Applying The Math To Your Budget.
With the above factored in, it becomes easy to display this in a methodology that will make measuring success easier to understand. In recap, the Cost of Advertisement on a per car basis was decided at $300 and the store forecasted 200 units for the next month. That equates to a $60,000 budget. In the table we subtract, on the left, the fixed costs that are recurring and are not a part of Marketing but are not variable. This can include listing sites like AutoTrader listingsor this can be moved to Branding or Converting depending on strategy. (This will be illustrated in a later post). With the fixed costs listed and totalled, the amount is subtracted from the Marketing budget to understand the available budget. (e.g. $50,000).
The percentage of 20% was decided as the allocation to Branding campaigns and efforts. This equates to $10,000 in this example.
Taking the reports from the advertisers (note this is real data but masked to protect the Dealer) we can apply the calculations based upon the information above. This makes comparison across mediums easy. From this perspective we can see the Leader in CPM is OTT. Billboards has the highest cost on a CPM basis.
Bringing It Together
Understanding the data can sometimes mean knowing the numbers, as shown here, but it can also mean that a plan was made that can create exclusions in the consideration. Often, a Dealer finds the need to pay a higher CPM for other strategic reasons.
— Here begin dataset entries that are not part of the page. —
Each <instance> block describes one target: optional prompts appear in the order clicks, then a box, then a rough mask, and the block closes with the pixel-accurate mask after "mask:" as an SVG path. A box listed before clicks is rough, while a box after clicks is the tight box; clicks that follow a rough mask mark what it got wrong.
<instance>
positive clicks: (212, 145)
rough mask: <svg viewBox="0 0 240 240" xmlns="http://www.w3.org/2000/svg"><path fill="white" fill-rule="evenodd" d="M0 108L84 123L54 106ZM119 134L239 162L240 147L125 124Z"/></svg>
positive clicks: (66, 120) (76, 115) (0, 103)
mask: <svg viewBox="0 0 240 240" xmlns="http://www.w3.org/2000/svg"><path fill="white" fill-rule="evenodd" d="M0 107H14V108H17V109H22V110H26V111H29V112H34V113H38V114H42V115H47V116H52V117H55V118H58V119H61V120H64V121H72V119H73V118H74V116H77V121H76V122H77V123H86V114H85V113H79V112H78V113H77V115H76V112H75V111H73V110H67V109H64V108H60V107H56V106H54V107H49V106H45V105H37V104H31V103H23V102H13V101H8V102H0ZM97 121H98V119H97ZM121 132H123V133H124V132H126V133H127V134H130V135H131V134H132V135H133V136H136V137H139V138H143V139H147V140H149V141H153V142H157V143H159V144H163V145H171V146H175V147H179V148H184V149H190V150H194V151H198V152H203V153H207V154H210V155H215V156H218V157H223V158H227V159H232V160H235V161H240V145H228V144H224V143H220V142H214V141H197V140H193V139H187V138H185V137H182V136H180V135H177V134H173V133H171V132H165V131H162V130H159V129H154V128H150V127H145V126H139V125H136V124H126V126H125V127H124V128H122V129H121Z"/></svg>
For example, a Dealership may have two Billboards open nearby. Advertising Dealers may purchase these to gain attention from their customers and potential customers via conquest. This can minimize the Dealers’ presence in the market despite a higher cost. In this case, moving that cost to the Fixed cost column would be recommended.
Separately, suppose the dealer is promoting a new initiative such as home delivery or oil changes for life. In that case, the dealership may allocate a higher budget temporarily to increase awareness in the short term. This would include a higher percentage of these campaigns, which can often misalign the CPM comparisons.
Keep a ledger of expenses, reasoning, and expectations. Most importantly, do not let a campaign run for any month without knowing what success will look like and inspecting what you expect.